Superman Returns: The Movie and Other Tales

Superman Returns: The Movie and Other Tales 

By various

(DC Comics) ISBN 1-84576-282-7

This movie tie-in volume reprints the comic adaptation of Superman Returns and pads out with an eclectic collection of tales from the more recent portion of the Man of Steel‘s nigh seven decades of fun and thrills.

The Origin of Superman comes courtesy of The Amazing World of Superman Treasury Edition from 1973. The much-told tale gets another outing via E. Nelson Bridwell, Carmine Infantino, Curt Swan and Murphy Anderson, whilst the Luthor, Lois, Superman dynamic is re-examined by Stuart Immonen, Mark Millar and Yanick Paquette in A Night at the Opera originally seen in Adventures of Superman #575 (2000).
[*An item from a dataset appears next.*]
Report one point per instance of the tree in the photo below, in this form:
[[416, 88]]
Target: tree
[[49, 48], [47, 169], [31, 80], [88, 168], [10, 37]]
Geoff Johns, Brent Anderson and Ray Snyder show a lighter side in The Second Landing from Superman #185 (2002), Action Comics #810 (2004) provides a Christmas and New year’s fable by Joe Kelly and a fistful of guest artists, and the book ends with the delightful tale of Lois Lane’s fight to break the story of that brand new hero Superman, in Lois and the Big One from Superman Secret Files and Origins (2005) by Jami Bernard, Renato Guedes and Nick J. Napolitano.

© 2006 DC Comics. All Rights Reserved.

Superman/Shazam!: First Thunder

Superman/Shazam!: First Thunder

By Judd Winick & Joshua Middleton

(DC Comics) ISBN 1-84576-296-7

Good, old fashioned comic book romp as the Man of Steel meets up with neophyte superhero Captain Marvel, who is in fact a little boy with a tremendous gift. Full of big fights, dastardly villains, giant monsters and robots, all rendered in a painterly style very reminiscent of the old Fleischer Studio Superman cartoons.

This is a great read for all ages and serves as a solid introduction for anyone unfamiliar with some of the major players of the Infinite Crisis volumes.